He's a bit of a man of mystery until his 27th birthday in 1607 which was shortly followed by the appearance of The Woman Hater, co-written with Francis Beaumont. The two dramatists became a team and wrote many of the most successful plays of the decade following Shakespeare's retirement. The fact that Oxford was dead and gone before Fletcher appears on the scene is a fatal embarrassment to the idea that the plays were complete before 1604.

The Oxford Dictionary of National Biography says "In 1612–13, he collaborated on three plays for the King's Company with William Shakespeare—Cardenio, Henry VIII (All is True), and The Two Noble Kinsmen. The first of these, The History of Cardenio, is not extant, although Lewis Theobald published a tragicomedy, based on the story of Cardenio from Cervantes' Don Quixote, called Double Falsehood, or, The Distrest Lovers, which he claimed to have ‘revised and adapted’ from the original, though there is no concrete evidence that this is the case. Henry VIII appeared last in the ‘Histories’ section in the Shakespeare first folio of 1623 without acknowledgement of Fletcher's involvement, but authorship analysis suggests that he wrote approximately half. "

It's all very well finding alternative shipwrecks and equivocation trials to account for The Tempest and Macbeth but here we have a collborator that Oxford could hardly have known, three works written almost 10 years after the Earl died and to make things 10 times worse, one of them, Cardenio, would appear to use extensive references to Don Quixote which De Vere could have known nothing about, however many books he enumerated in his will (none, of course). 

What's more, the apprentice, Fletcher seems to have influenced the master, Shakespeare, so even the fanciful idea that the Shakespearean half of Two Noble Kinsman might have been written eight years before Fletcher picked it up and finished it is rendered untenable. Worse yet, the influence is most palpable in The Tempest, a play Oxfordians have gone to extreme but futile lengths to redate. The ONDB again:

The Tempest echoes the structure of The Faithful Shepherdess (by Fletcher), and the collaborations show influence going both ways: The Two Noble Kinsmen is a darker reworking of Chaucer's Knight's Tale than was A Midsummer Night's Dream, and Henry VIII draws not only on Shakespeare's earlier history plays but also on a scene from The Maid's Tragedy. The critical desire to demonstrate that one or other of the two (typically presumed to be Shakespeare) ‘invented’ the genre of romantic tragicomedy continues to misrepresent the mutual/competitive nature of the development of genre in the Jacobean theatre. 
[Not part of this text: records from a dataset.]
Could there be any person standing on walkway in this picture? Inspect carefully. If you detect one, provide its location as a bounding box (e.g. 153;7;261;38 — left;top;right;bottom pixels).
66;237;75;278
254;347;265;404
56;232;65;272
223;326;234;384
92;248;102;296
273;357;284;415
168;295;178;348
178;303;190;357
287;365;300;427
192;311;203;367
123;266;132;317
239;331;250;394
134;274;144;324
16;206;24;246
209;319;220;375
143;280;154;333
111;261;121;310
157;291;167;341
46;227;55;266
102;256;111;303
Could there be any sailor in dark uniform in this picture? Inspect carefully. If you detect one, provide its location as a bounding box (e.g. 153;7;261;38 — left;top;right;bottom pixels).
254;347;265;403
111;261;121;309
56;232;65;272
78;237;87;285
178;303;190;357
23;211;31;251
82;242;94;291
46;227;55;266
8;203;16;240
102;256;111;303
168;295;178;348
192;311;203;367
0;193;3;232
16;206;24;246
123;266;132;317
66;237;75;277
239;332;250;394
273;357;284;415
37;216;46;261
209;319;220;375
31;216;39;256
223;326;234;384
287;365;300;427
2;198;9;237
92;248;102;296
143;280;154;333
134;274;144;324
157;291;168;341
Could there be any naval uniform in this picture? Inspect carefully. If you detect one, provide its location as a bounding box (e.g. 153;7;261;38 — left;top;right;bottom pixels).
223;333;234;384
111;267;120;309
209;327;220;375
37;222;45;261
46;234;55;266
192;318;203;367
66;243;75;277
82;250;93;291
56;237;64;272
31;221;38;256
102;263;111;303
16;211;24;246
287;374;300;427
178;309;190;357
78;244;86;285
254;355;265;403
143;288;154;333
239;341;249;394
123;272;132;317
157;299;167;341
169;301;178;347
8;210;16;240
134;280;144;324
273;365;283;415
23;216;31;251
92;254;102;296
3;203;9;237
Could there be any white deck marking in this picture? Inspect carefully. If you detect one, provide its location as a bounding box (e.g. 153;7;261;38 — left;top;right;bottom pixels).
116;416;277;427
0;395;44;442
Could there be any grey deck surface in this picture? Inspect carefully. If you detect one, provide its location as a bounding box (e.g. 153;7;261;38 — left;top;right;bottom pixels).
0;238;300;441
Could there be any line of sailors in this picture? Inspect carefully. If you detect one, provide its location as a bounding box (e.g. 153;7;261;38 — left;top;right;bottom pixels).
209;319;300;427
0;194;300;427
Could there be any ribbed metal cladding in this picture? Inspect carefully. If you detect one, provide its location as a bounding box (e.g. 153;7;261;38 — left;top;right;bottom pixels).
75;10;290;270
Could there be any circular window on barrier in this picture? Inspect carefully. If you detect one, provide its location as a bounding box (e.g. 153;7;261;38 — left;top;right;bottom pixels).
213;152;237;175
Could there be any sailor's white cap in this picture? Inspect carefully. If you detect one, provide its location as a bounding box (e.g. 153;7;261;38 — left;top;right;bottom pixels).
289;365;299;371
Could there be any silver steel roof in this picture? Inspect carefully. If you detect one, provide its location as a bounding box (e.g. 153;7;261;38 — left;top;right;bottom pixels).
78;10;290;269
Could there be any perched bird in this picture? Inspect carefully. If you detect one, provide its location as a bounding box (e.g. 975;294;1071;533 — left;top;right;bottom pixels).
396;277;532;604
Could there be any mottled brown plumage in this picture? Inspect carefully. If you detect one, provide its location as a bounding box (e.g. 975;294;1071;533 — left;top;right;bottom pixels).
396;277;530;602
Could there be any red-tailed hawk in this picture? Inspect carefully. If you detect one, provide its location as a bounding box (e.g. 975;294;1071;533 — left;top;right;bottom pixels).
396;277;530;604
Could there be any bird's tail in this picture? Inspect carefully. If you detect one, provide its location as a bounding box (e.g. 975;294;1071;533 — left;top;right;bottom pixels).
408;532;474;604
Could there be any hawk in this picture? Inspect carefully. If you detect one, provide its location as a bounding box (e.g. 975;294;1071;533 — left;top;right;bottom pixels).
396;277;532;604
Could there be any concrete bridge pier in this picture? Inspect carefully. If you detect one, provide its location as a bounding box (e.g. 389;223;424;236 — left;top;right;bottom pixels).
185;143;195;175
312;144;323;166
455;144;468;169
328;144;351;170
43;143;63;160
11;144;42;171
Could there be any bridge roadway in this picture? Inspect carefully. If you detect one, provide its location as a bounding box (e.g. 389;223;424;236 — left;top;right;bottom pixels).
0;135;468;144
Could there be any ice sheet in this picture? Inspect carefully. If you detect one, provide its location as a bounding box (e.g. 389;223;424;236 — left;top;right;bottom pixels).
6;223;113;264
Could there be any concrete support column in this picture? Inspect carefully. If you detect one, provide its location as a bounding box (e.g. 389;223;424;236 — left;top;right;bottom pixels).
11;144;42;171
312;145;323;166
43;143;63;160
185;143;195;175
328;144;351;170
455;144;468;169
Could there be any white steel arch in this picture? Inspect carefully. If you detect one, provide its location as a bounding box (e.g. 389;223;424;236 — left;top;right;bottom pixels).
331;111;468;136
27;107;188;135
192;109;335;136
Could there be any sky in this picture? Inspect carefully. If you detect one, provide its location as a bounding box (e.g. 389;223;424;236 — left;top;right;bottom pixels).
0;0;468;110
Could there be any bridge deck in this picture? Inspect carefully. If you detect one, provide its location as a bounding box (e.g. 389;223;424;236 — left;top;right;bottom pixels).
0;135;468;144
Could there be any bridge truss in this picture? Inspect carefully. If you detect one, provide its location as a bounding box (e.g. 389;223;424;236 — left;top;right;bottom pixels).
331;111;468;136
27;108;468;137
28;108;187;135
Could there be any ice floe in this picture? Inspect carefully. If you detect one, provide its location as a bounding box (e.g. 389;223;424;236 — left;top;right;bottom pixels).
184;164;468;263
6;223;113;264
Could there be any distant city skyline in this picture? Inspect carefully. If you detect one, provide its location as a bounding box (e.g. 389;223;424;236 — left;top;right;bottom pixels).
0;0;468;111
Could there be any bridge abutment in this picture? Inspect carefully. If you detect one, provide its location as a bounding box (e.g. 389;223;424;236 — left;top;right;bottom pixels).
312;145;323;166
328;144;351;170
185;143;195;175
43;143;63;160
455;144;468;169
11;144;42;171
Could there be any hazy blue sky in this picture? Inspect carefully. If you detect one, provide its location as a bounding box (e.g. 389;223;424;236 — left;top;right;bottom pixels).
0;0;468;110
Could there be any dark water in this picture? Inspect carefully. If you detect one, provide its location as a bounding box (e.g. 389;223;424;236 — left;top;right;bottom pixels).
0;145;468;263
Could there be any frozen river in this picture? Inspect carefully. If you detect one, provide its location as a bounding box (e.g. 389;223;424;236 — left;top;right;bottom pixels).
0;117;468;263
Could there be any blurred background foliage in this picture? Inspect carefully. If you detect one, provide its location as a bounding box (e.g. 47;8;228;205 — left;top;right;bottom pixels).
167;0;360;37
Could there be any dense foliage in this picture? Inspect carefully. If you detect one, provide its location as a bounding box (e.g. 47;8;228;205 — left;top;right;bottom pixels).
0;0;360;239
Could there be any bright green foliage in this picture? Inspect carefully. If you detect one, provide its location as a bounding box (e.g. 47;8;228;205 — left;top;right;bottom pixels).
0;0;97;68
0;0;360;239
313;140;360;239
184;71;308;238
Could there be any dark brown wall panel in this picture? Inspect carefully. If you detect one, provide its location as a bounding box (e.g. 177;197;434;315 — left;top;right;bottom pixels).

The three plays may not be Will's finest work—though since we don't know much about Cardenio, it's wise not to be too prescriptive. However that's not relevant to the damage they do to the idea that Oxford could have had a hand in them.

He couldn't. And didn't. He was dead.

So without proving things that can't be proved, Oxfordians cannot explain how Shakespeare came to be working with Fletcher years after their Earl had joined the choir invisible.